The 2011 local government elections have made me look at politics and the process of democracy differently.
We have all heard the infamous notion of “my vote is my secret” which as lead large portions of South Africans using this notion as motto of what elections mean to them.
In other words the elections for these citizens have always been about the “self” and fulfilling what “I” desire. Thus my vote is for my needs, my wants, my party, my financial aspirations, my, my, my...
When I asking the apathetic voter about why they didn’t vote, their answer came down to one sentence; “there is no political party that meets my needs”.
Media mediocrity
Some media and political experts believe that the coverage of the Toilet Elections disappointed our democratic nation.
For example, political blogger of Constitutionally Speaking, Pierre de Vos, expresses that the media failed to give smaller parties coverage in the 2011 elections. He states that:
“Judging from the media, smaller parties have almost completely disappeared from the electoral radar screens.
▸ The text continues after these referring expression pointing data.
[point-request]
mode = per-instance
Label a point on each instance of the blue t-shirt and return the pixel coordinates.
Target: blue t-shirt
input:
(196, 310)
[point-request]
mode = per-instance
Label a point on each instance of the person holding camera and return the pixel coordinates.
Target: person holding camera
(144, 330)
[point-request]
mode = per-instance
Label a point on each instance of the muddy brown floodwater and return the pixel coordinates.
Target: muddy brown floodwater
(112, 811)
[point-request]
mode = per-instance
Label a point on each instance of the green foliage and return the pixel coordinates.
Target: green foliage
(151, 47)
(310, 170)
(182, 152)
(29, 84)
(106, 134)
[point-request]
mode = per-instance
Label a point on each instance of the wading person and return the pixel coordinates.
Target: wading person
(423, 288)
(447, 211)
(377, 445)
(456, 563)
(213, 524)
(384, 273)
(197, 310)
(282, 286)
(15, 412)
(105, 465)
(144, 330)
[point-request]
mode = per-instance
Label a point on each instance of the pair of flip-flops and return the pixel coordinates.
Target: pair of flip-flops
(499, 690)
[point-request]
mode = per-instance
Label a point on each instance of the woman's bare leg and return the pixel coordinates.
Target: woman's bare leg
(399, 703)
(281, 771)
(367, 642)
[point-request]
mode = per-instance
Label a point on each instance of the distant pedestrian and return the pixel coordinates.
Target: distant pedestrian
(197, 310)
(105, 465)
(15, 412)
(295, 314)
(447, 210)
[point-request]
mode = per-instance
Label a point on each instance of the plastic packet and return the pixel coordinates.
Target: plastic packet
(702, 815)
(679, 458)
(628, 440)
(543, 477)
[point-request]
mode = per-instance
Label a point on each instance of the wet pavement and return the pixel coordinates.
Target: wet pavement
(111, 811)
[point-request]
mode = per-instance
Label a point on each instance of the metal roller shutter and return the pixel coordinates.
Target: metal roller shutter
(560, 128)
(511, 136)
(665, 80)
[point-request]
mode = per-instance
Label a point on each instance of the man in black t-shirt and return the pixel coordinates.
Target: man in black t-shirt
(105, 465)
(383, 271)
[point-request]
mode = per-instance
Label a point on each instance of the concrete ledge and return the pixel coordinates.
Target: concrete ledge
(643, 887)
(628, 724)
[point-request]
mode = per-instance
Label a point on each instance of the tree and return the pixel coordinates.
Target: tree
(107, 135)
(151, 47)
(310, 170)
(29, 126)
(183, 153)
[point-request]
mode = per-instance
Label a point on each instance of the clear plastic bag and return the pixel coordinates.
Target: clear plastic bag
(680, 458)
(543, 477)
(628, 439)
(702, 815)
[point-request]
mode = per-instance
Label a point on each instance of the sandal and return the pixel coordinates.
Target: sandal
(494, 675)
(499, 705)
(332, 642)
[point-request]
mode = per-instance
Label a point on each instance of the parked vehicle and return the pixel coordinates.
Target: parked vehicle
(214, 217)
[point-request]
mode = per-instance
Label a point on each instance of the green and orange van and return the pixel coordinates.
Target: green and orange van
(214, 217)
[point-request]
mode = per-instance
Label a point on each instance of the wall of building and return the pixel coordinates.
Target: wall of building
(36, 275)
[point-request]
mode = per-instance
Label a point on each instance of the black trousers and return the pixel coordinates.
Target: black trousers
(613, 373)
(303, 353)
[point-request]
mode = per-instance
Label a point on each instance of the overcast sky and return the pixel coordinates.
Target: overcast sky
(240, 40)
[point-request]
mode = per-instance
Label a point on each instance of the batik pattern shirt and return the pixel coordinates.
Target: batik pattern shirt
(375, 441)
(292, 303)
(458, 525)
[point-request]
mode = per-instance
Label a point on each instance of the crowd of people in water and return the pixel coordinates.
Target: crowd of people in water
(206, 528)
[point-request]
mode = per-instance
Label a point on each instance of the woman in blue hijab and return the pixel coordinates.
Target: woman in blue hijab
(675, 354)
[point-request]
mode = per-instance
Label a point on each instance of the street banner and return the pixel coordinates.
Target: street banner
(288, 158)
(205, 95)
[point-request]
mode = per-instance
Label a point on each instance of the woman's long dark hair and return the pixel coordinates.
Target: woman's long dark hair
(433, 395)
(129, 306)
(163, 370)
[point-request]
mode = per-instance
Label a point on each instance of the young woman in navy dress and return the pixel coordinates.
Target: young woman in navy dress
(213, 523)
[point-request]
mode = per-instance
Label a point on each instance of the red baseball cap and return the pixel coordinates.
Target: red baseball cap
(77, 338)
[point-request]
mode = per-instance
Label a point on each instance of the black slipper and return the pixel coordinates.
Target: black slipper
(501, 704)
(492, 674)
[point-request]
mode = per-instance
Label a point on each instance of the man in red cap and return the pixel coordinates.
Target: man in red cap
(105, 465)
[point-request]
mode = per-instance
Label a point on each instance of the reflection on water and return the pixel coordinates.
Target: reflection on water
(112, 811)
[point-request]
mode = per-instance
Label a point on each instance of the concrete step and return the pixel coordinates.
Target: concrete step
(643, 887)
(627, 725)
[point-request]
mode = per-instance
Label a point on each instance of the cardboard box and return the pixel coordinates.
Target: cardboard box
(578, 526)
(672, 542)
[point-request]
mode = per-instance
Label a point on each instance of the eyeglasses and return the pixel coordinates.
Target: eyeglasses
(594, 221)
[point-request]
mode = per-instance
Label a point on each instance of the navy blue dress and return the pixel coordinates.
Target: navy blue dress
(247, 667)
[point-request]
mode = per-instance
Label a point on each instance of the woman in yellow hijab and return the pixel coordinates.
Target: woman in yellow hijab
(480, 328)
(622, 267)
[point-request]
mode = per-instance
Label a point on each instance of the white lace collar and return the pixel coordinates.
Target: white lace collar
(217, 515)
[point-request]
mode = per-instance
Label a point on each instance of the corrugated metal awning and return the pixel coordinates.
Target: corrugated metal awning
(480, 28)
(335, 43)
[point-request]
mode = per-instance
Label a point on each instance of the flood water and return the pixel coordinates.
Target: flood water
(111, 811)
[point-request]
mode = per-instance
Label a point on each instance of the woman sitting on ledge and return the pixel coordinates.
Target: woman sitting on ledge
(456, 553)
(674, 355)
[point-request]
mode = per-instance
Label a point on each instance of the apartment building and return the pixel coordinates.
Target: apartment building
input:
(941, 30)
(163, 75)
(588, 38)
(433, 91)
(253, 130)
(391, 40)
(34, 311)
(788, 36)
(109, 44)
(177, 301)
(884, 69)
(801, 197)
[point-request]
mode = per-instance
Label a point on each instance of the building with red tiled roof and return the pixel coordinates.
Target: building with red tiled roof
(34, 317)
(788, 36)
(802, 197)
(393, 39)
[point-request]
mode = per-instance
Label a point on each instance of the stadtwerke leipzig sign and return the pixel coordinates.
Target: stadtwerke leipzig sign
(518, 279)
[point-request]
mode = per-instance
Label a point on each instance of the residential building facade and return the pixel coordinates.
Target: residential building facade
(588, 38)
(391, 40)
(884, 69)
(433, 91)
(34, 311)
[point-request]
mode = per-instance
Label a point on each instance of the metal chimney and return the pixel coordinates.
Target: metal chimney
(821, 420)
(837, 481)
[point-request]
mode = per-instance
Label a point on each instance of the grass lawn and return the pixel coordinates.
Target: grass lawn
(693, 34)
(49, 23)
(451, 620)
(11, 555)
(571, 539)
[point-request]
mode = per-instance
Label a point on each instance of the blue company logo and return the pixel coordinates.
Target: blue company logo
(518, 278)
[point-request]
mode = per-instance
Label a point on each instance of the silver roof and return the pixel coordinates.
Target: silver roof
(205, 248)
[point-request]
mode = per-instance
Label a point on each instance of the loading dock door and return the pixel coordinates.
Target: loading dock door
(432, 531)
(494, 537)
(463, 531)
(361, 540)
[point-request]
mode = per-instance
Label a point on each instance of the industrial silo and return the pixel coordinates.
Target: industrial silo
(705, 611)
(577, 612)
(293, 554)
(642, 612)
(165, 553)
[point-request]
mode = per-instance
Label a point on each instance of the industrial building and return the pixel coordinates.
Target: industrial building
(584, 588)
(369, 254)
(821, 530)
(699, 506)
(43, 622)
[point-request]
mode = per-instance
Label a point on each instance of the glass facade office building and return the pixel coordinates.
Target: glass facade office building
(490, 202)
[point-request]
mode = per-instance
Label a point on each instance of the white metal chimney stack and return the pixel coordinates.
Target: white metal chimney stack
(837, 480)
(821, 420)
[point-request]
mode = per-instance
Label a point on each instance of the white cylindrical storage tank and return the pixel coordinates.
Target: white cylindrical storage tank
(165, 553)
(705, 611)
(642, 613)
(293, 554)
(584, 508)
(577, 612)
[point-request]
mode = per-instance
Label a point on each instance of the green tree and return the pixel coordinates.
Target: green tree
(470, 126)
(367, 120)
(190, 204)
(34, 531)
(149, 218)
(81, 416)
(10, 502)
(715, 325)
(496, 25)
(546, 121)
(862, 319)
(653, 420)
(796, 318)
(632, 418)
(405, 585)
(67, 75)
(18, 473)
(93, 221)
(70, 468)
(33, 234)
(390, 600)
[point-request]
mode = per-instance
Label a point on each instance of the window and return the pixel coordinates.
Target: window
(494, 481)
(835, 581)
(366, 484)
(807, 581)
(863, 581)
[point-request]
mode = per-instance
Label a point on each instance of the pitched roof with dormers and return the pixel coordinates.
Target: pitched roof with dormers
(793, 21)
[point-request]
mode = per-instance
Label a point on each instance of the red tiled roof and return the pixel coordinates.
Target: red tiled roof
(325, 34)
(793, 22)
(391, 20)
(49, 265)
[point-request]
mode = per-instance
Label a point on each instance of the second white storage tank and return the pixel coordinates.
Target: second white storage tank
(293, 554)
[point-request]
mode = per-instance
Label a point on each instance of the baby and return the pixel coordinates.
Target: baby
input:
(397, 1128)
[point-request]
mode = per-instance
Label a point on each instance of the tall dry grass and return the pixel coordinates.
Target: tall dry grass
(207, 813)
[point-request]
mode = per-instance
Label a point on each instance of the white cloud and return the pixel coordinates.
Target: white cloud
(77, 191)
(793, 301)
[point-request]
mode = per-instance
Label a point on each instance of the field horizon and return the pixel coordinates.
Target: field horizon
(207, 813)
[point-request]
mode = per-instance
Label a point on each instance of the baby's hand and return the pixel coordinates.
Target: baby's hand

This election was presented in the media as a two-horse race between the ANC and the DA, which probably benefited the DA (whose stature was enhanced by being treated as being in the same league as the ANC) and for obvious reasons disadvantaged the ANC.”
To many South Africans who voted on the 18th of May, they must have felt the shock I felt when I realised there were so many other candidates on the ballot sheet whom I did not see in my local and national media.
Grubstreet publisher and freelance journalists Gill Moodie further supports de Vos by stating the that the lack of sophistication my South African media failed the process of the elections.
I agree with de Vos and Moodie but I feel to some extent it is the nature of which we practise politics in this country that has allowed us to be a one party state.
Public to Private
As much as the media is at fault, I believe the way in which we have personalised politics to be about the ‘me’ and not about the ‘we’, has failed us as a democratic state.
People have dragged politics to the private realm and not allowed it to flourish in the public sphere where it belongs.
Debating with the television screen (since your vote/politics is your secret) will not solve the problems in your community and yours for that matter.
Instead it will drive you mad to the point where you switch off your TV set and as a result; switch off politics until normal programming resumes.
In other words your frustrations of not being heard (since the TV screen will never talk back to you) will result in the ever popular feeling of apathy towards politics.
The fear of openness and public-ness about elections (perhaps inherited from our Apartheid past) deprives us of the most important part of democracy and that being the freedom of expression.
Local government should never be about big parties but be about the community leaders who serve the community.
Digital Solution
If we all know that national politics is very different to local politics, then why do we trouble ourselves with toilet issues in Cape Town when there are issues in your own community?
Let us start with public platforms where my neighbour and I can start making decisions about what is happening in our community.
Each ward councillor should have social networks where we can experience transparency and interaction with our leaders.
Chances are your community leaders will never make it on the television screen, unless, of course, it is about a scandal or something concerning corruption and has national interest.
Well, my point is that they will not speak to you on a national platform.
Thus social networks places politics where it belongs and that being the social and the public and perhaps as South African our political culture will develop for the better.